Thursday 11 April 2013

Investing in Africa: mind the bumps and rewards will come

A general view shows a shipping container area at the port of Halk al-Wad, in Tunis February 19, 2013. REUTERS/Anis Mili
A general view shows a shipping container area at the port of Halk al-Wad, in Tunis
February 19, 2013.
Credit: Reuters/Anis Mili
(Reuters) - If you want to ride Africa's business boom, choose your country well and be ready for bumps on the road. But the momentum is upward and you will be rewarded if you stay the course.
African policy-makers and chief executives of companies operating in Africa are spreading this upbeat message, qualified with some caveats, as interest in what was once dubbed the "hopeless continent" blossoms along with growth rates.

Few doubt that the Africa Rising narrative, which has grabbed the attention even of traditional skeptics, is based on solid fundamentals: growth outpacing most of the world, a rising young population of workers and consumers and global demand for the continent's commodities.

"I absolutely believe in a consistent upward trend," said Diana Layfield, Chief Executive Officer for Africa of Standard Chartered, the London-listed bank which is investing $100 million in Africa to double its business in the next five years.

But this bullish pitch for Africa, enthusiastically echoed by most participants at a Reuters Africa Investment Summit this week, comes accompanied with a caution that the continent remains a volatile, uneven and challenging place.

"If you were to compare it to the emergence of some markets in Asia, you'll see ... more bumps in the road," Layfield said.

While hubs like Nigeria and Kenya project the continent's potential, pockets of instability and flickering violence in old and new hotspots such as Democratic Republic of Congo, Mali and, more recently, Mozambique, serve as a constant reminder of a turbulent track record.

Investors in the continent of 54 states - most of them south of the Sahara - must also get to know the different markets, cultures, and regulatory frameworks.
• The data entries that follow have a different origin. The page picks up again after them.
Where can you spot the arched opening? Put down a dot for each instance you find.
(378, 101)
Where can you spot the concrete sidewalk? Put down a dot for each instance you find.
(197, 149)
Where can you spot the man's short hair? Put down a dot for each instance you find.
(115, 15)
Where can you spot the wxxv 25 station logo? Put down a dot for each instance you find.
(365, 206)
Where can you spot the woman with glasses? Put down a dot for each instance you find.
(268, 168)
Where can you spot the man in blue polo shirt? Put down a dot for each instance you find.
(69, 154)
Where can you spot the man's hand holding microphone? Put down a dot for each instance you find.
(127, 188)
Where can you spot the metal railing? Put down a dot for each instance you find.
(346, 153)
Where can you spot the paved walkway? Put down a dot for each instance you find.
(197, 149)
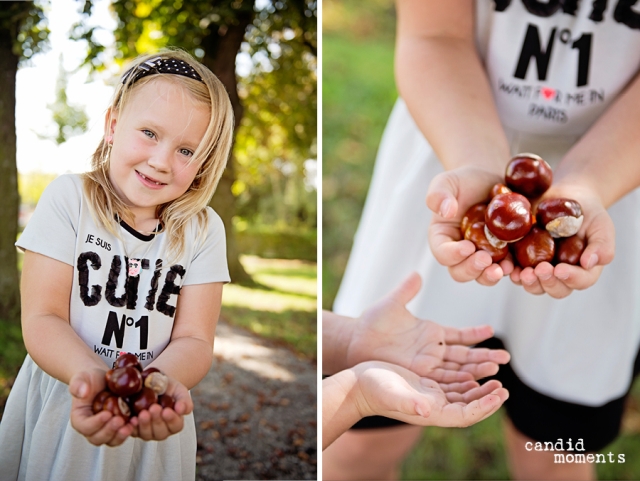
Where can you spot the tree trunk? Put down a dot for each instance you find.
(221, 48)
(9, 197)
That makes it distinct from fast growing Asian giants India and China.

"With the best will in the world, nobody can be a good investor across 44 countries," said Marlon Chigwende, Managing Director of the Carlyle Group's $500 million Sub-Saharan Africa Fund, which has just signed its second deal.
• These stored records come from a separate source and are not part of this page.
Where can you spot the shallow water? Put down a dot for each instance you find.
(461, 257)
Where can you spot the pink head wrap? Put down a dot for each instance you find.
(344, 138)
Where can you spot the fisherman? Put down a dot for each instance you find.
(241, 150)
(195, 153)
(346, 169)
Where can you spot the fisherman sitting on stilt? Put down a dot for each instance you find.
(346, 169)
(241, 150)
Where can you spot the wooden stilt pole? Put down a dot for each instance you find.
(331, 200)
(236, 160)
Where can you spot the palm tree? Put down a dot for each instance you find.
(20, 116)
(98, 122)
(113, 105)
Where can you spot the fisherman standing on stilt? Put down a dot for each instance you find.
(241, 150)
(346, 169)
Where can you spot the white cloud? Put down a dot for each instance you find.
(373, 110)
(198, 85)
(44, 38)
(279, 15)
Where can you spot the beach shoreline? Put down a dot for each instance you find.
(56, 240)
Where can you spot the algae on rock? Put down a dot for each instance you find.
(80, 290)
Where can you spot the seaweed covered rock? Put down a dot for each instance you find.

"But we think with a focused strategy you can make very good risk-adjusted returns in Africa."
Even in the short term, some investors are seeing returns: stock markets in Nigeria and Kenya, west and east Africa's biggest economies, are both up more than 20 percent this year after significant gains last year.

"A WHOLE DIFFERENT STORY"

Cheerleaders of the rising Africa message stress that it is not just an economic growth story.
Sub-Saharan Africa's expected GDP growth - forecast at 5.8 percent this year by the African Development Bank - is the envy of much of the world as parts of the developed West struggle to climb out of recession.

But Africa-watchers say the continent is also marching forward across metrics ranging from democracy and governance to economic management and the rule of law.

"Those basic fundamentals are either in place or getting better," said Clifford Sacks, CEO for Africa of Renaissance Capital, the Russian investment bank which has been a pioneer in opening up the business frontier in Africa.

Sacks and others said the old investors' view of Africa as a pool of oil and minerals to be tapped as a resource play - while still significant, especially for big commodities buyers like China - is not the full picture.

Mining represented only 14 percent of Africa's growth while 53 percent came from services such as banking and telecommunications, according to data for the 2002-2009 period provided by Renaissance.

"When you peel back the onion a bit on growth ... two thirds - and that is what really attracts us - has been consumer driven," said Carlyle's Chigwende. He said his group, the world's second largest private equity asset manager, was focusing on fast-growing sectors like food, consumer goods, telecoms, especially mobile telephony, and banking.

PRODUCE, NOT JUST CONSUME

There is broad consensus, however, that African governments must seize the opportunity of rising growth and investment if they want to make sure benefits reach populations clamoring for jobs and better lives.

Investing resource income and other revenues in infrastructure, education and health is essential, said Johan Van Zyl, Toyota Motor Corp.'s CEO in Africa.

"We have a young population in Africa. It needs to be absorbed into the economy, whether informal or formal, and job creation is going to be critical," he said.

"Africa will not just have to be a consumer continent, but also a producing continent."
Manufacturing is still scarce across Africa, concentrated in the most developed economy, South Africa, where growth currently lags that of the wider continent.

The continent's share of manufacturing in its aggregate output actually declined between 1980 and 2010, from more than 12 percent to 11 percent, according to a report from the U.N. Economic Commission for Africa and the African Union.

In contrast, this share in East Asia topped 31 percent, they lamented, urging African governments to promote "economic transformation through commodity-based industrialization".

To really bring job-creating investments, African governments should above all avoid abrupt changes to laws that move the goalposts for investors, Renaissance's Sacks said.

"There is a pool of capital that sloshes around the globe," he said "If you want to be competitive, you have to put a globalization hat on."

Held up as a star performer in the 1980s and 1990s, Zimbabwe showed how badly things can go wrong during a decade of economic collapse rooted in politics that were only reversed when rivals agreed to share power after a violent election in 2008.

"Predatory politics" still impede Zimbabwe's rise on the tide lifting Africa, Finance Minister Tendai Biti told Reuters, saying elections planned for this year would be crucial.

Even Nigeria, Africa's top oil producer, combines a racing economy with serious security challenges, including a persistent and bloody northern insurgency by Islamist sect Boko Haram and worries of renewed troubles in the oil-producing south.

But Layfield said the Nigerian market had its own multi-faceted resilience. "For it to really go backwards, you need really a lot of things to go wrong at the same time," she said.

"One interesting characteristic about African markets - they absolutely reward long-term commitment," she added.